Daí, num dia. Num destes dias que não se espera nada. Pedro, experimentando o cachorro-quente naquela lanchonete ambulante, viu aquela figura familiar vindo em sua direção. Joana, sem óculos fundo-de-garrafa, parecia mais bonita que Jussara em seu auge, mais bonita que Marta e mais bonita que o restante da população feminina. Fingindo estar compenetrado em seu cachorro-quente, espreitou aquela figura feminina que infelizmente não o reconhecera. Não hesitou, foi cumprimentar. Ela surpresa. Ele surpreendido. Saíram algumas vezes e descobriram que era a cobertura ideal para seu bolo e vice-versa. Era a batata do bacalhau. As alcaparras do badejo. Pedro que na infância esquivava de qualquer coisa que o ligasse a Joana, a pediu em casamento. Ela aceitou, tiveram filhos, viajaram muito e tiveram um belo futuro juntos.

O amor é cíclico, não?! Pára onde menos esperamos, parte de onde apostávamos todas as fichas, mas acaba dando voltas. E é assim. Simplesmente assim.

Boa noite!

2 comentários:

Unknown disse...

Ouvindo 'Thank you' de Dido, enquanto lia sua lira do amor romântico e cíclico, pensei em quantas voltas o amor tinha dado comigo. Não exatamente o amor, porém apenas as imagens do que eu considerava que era amor. Temos muitas concepções,não? São formadas minuto a minuto enquanto lemos Drummond, Rosa e Cecília. Enquanto mastigamos chocolate com avelãs, desejando não experimentar um meio amargo.
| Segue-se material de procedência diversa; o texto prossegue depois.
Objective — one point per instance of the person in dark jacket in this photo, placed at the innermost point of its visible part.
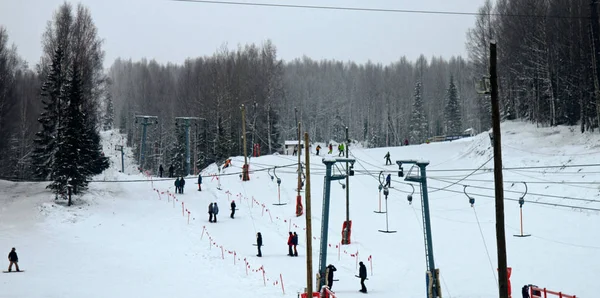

Enquanto escutamos Jobim e alguns amores. Cada amor, ou melhor, cada idéia de amor é paricular de cada um. E quantos já não viveram esse carrossel amoroso que você descreveu? Um que ama outro que ama outro que não ama ninguém. Porém cada um leva sua vida, muda suas concepções, a feia fica bela e a bela vira a fera. É sempre assim. Histórias como essas fazem filmes, fazem sucesso, fazem chorar, fazem casamentos.
Você me recordou Quintana, que me lembrou minha sétima série, que me lembrou de um amor de adolescência, que me lembrou de um amigo, que me lembrou que cresci e me fez ver que existem cirandas mais reais hoje.

Abraços!

Anônimo disse...

Me lembrou "Quadrilha" de Drummond...belo!